This section will show some examples on how to use LIDS and Netfilter to restrict the process network access. The examples may not fit your environment.
In this section, we will provide an example to prevent worm spreading on a Apache httpd daemon. We assume you have install LIDS 2.0.3pre2 for 2.5.62 and later, and Netfilter modules.
First of all, you need to insert the necessary modules. then you can do
# lidsconf -A -o /usr/sbin -j READ # lidsconf -A -s /usr/sbin/httpd -o LIDS_SOCKET_CREATE -j DISABLE
After that, httpd itself can not connect outside and bind to any port.
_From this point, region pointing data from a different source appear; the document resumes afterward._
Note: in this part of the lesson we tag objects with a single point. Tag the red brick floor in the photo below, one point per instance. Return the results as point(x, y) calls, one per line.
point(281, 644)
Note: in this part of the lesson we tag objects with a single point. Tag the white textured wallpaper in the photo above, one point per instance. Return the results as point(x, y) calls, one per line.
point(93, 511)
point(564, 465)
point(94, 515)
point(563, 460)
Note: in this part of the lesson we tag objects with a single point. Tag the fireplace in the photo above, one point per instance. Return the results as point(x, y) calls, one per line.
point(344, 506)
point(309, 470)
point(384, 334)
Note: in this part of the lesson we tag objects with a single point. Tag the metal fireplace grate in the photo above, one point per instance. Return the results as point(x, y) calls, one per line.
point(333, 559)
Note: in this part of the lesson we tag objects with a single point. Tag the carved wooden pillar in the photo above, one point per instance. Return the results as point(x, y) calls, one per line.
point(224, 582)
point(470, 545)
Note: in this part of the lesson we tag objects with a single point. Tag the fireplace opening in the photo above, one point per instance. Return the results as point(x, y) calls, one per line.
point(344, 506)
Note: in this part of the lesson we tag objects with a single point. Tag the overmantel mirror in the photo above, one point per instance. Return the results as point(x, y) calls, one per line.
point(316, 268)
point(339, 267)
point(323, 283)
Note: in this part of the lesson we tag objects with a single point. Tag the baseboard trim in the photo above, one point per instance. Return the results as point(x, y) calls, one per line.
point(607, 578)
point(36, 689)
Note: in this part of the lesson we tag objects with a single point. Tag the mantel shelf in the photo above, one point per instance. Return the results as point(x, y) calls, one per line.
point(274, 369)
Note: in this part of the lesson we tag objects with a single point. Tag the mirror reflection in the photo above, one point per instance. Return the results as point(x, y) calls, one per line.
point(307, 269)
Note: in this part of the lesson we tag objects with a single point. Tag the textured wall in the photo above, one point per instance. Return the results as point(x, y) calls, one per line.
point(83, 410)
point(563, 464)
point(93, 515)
That will certainly stop the Apache's SSL slapper worm which propagate itself and trying to install a backdoor on the machine.
But if the http process need to connect outside, for example, it will try to connect to an database server or ad DNS server. We can use another Netfilter to control it,
# lidsconf -A -s /usr/sbin/httpd -o LIDS_SOCKET_NF_MARK 3 -j DISABLE ^------------ this rule get the process and its children capability to mark all the packet from new socket(new connection and new bind) the packets as 3. # iptables -A OUTPUT -t mangle -j MARK --set-mark 0 ^------------ this rule make the LIDS mark the packet at this stage. # iptables -A OUTPUT -d 10.0.0.1 --protocol udp --destination-port 53 -m --mark 3 -j ACCEPT ^------------ this rule enable the access to 10.0.0.1 port 53 which is a DNS server. # iptables -A OUTPUT -d 10.0.0.2 --protocol tcp --destination-port 3306 -m --mark 3 -j ACCEPT ^------------ this rule enable the access to 10.0.0.2 port 3306 which is a MySQL server. # iptables -A OUTPUT -m mark --mark 3 -j DROP ^------------ this rule drop all the packets marked as 3
Let's see what happen when a HTTP WORM coming in, the worm will try to install a backdoor on port 10999, it success since we do not prevent it, but when he try to connect to backdoor port 10999 from outside, it will fail for all the packets that backdoor generated have been marked as 3 and dropped silently by the rule when the packet go outside.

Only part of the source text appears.